Trivia and Other Fun Stuff on WHITE HEAT

White Heat was not James Cagney's last gangster role but it is generally considered his most extreme and enjoyable performance as a trigger-happy criminal; he would again play mobsters in Kiss Tomorrow Goodbye (1950) opposite Barbara Payton and Love Me or Leave Me (1955), which earned him an Oscar® nomination for Best Actor as the gangster boyfriend of real-life singer Ruth Etting (portrayed by Doris Day in the film). In the film Each Dawn I Die (1939), Cagney had a prison freakout scene that would help prepare him later for the even more emotional outburst he has in White Heat. Wrongly convicted and incarcerated, Cagney is driven by the brutal conditions of the prison to the point of hysterical nervous collapse. "I'm gonna get outta here if I have to kill every screw in the joint!" he screams at the warden.

Director Raoul Walsh was one of the 36 founders of the Academy of Motion Picture Arts and Sciences, which among other things gives out the annual Academy Awards®.

Cagney and Walsh made three other films together: The Roaring Twenties (1939), Strawberry Blonde (1941) and A Lion Is in the Streets (1953).

Cagney and Virginia Mayo followed their turn as the murderous married couple in White Heat with a very different kind of picture, the musical The West Point Story (1950).

"Tough guy" James Cagney's first job as an entertainer was as a female dancer in a chorus line.

Edmond O'Brien had been promised equal billing with Cagney, but at the last minute the studio decided against it. Since Cagney hadn't made many movies since leaving Warner Bros. in the early '40s, publicists thought if audiences saw "Cagney" and "O'Brien" billed together, they would assume it was a reissue of one of the six movies Cagney made with Pat O'Brien between 1934 and 1940 and avoid the film. Cagney and Pat O'Brien made one final film together many years later ­ Ragtime (1981).

Screenplay authors Ivan Goff and Ben Roberts remained writing partners for the rest of their careers, turning out scripts for such movies as Come Fill the Cup (1951), which also starred Cagney; the Clark Gable film Band of Angels (1957); and the thriller Midnight Lace (1960), with Doris Day. The two were also the writers/producers responsible for the crime-oriented TV series Mannix, Charlie's Angels and Nero Wolfe.

Margaret Wycherly (Ma Jarrett) presented a very different (and far more traditional and heart-warming) image of motherly love opposite Gary Cooper in Sergeant York (1941).

Supporting player John Archer (federal agent Philip Evans) was once married to actress Marjorie Lord, who appeared opposite Cagney in Johnny Come Lately (1943).
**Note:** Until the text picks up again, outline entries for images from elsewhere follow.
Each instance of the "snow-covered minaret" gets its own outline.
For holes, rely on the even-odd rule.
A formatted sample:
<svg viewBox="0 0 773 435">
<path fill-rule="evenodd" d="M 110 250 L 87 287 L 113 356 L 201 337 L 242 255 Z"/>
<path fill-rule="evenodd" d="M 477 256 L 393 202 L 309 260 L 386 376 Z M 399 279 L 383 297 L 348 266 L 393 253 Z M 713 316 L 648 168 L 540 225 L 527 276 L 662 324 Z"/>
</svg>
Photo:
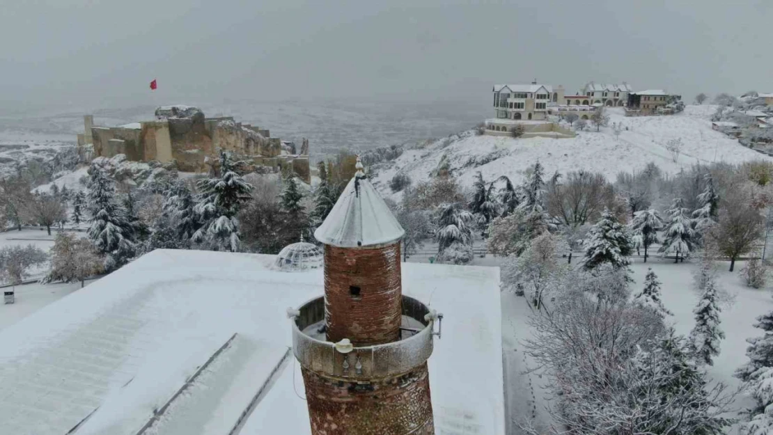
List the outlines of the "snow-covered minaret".
<svg viewBox="0 0 773 435">
<path fill-rule="evenodd" d="M 427 360 L 441 315 L 402 294 L 405 232 L 356 168 L 315 232 L 325 297 L 288 311 L 312 433 L 433 434 Z"/>
</svg>

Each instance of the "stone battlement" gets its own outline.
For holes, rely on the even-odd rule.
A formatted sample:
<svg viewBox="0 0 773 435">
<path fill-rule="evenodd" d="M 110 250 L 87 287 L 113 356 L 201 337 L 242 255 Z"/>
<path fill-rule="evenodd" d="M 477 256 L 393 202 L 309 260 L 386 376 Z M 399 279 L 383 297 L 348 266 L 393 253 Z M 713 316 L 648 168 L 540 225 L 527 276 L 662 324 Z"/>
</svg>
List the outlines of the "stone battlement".
<svg viewBox="0 0 773 435">
<path fill-rule="evenodd" d="M 128 160 L 162 163 L 175 161 L 179 171 L 206 172 L 207 161 L 216 160 L 219 150 L 278 170 L 289 168 L 306 182 L 311 181 L 308 147 L 301 154 L 283 152 L 281 140 L 267 129 L 236 121 L 231 117 L 207 118 L 197 107 L 162 106 L 155 120 L 118 127 L 94 127 L 92 115 L 84 117 L 85 133 L 78 145 L 92 144 L 94 157 L 125 155 Z M 308 144 L 305 140 L 304 144 Z"/>
</svg>

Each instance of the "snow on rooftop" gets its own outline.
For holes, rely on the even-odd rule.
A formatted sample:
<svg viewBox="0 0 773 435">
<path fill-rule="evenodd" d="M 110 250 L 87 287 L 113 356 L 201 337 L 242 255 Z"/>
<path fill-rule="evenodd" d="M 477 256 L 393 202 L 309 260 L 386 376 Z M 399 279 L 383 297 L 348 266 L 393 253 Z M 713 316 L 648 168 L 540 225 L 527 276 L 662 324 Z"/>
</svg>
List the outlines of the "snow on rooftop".
<svg viewBox="0 0 773 435">
<path fill-rule="evenodd" d="M 544 87 L 545 90 L 547 92 L 553 93 L 553 87 L 547 84 L 495 84 L 494 85 L 494 92 L 500 92 L 505 87 L 509 89 L 511 92 L 531 93 L 536 92 L 540 90 L 540 88 Z"/>
<path fill-rule="evenodd" d="M 367 246 L 393 242 L 405 233 L 362 168 L 358 159 L 357 175 L 314 232 L 320 242 L 339 247 Z"/>
<path fill-rule="evenodd" d="M 3 433 L 62 435 L 90 415 L 77 435 L 134 435 L 201 368 L 148 433 L 227 433 L 261 389 L 240 433 L 310 433 L 286 308 L 322 294 L 322 272 L 274 259 L 158 250 L 0 331 Z M 404 293 L 445 314 L 438 431 L 503 433 L 499 268 L 401 269 Z"/>
<path fill-rule="evenodd" d="M 634 92 L 636 95 L 668 95 L 669 93 L 662 89 L 648 89 L 646 90 L 638 90 Z"/>
</svg>

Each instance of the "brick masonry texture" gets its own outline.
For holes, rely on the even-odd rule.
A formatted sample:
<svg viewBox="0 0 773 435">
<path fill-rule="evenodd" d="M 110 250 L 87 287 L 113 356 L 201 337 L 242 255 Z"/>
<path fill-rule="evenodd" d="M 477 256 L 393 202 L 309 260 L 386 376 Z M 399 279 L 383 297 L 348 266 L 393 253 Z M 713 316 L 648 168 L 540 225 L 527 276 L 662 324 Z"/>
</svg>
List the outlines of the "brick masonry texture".
<svg viewBox="0 0 773 435">
<path fill-rule="evenodd" d="M 359 289 L 352 294 L 352 287 Z M 355 292 L 356 290 L 355 290 Z M 400 339 L 402 311 L 400 243 L 378 247 L 325 246 L 327 338 L 355 346 Z"/>
<path fill-rule="evenodd" d="M 426 363 L 366 384 L 301 372 L 312 435 L 434 433 Z"/>
</svg>

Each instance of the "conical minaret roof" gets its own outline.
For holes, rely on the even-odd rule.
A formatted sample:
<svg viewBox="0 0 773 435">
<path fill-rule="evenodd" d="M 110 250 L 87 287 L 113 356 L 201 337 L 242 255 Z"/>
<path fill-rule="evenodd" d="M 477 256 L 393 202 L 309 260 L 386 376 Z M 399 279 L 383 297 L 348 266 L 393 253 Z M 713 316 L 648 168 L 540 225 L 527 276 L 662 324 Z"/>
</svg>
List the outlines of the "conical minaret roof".
<svg viewBox="0 0 773 435">
<path fill-rule="evenodd" d="M 326 245 L 356 247 L 388 243 L 405 233 L 381 195 L 365 178 L 357 158 L 357 172 L 346 185 L 330 214 L 314 236 Z"/>
</svg>

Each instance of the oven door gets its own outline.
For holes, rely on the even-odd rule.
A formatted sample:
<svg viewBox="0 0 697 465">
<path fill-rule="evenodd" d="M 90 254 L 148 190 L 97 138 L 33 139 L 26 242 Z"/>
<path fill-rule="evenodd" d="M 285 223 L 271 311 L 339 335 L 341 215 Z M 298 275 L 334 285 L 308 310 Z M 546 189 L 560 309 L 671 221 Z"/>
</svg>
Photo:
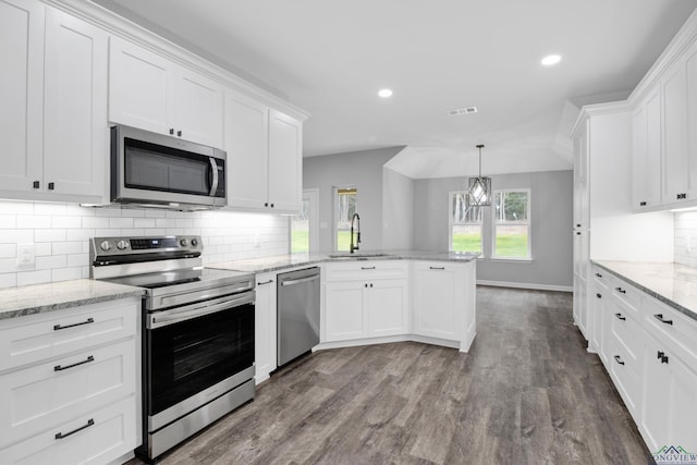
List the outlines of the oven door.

She is best known as Danny Thomas' wife on the TV series Make Room for Daddy (1957-1964). The couple's daughter is actress Anne Archer, who appeared in Fatal Attraction (1987), Patriot Games (1992) and Robert Altman's Short Cuts (1993).

By Rob Nixon

Famous Quotes from WHITE HEAT

Cody Jarrett: Stuffy, huh? I'll give it some air. (Cody talking to man in trunk as he prepares to shoot holes in the car).

Cody Jarrett: A copper, a copper, how do you like that boys? A copper and his name is Fallon. And we went for it, I went for it. Treated him like a kid brother. And I was gonna split fifty-fifty with a copper!

Cody Jarrett: Made it, Ma! Top of the world!

Verna Jarrett: Always "somebody tipped them off." Never "the cops are smart." (Verna making a reference to Cody's paranoid nature).

Cody Jarrett: You know something, Verna, if I turn my back for long enough for Big Ed to put a hole in it, there'd be a hole in it.

Verna Jarrett: I'd look good in a mink coat, honey.
Cody Jarrett: You'd look good in a shower curtain.

Hank Fallon: You put it on a pole, wind a spool of silk thread around it, and you hold the pole over the water. Then you sit under a nice shady tree and relax. After a while, a hungry fish comes along, takes a nip at your hook, and you've got dinner. For the next two weeks, I'm not gonna think about anything except the eternal struggle between man and the fish...

Engineer: What's this, a hold-up?
Cody Jarrett: Naw, naw, you're seven minutes late. We're just changin' engineers.

Zuckie Hommell: Sounds bad, Cody.
Cody Jarrett: Why don't you give 'em my address too...
Gas Station Attendant: Wise guys, didn't even buy gas.

Roy Parker: You wouldn't kill me in cold blood, would ya?
Cody Jarrett: No, I'll let ya warm up a little.

Cody Jarrett: If that battery's dead, it will have company!
Reader: That's a phone call that will cost more than a nickel!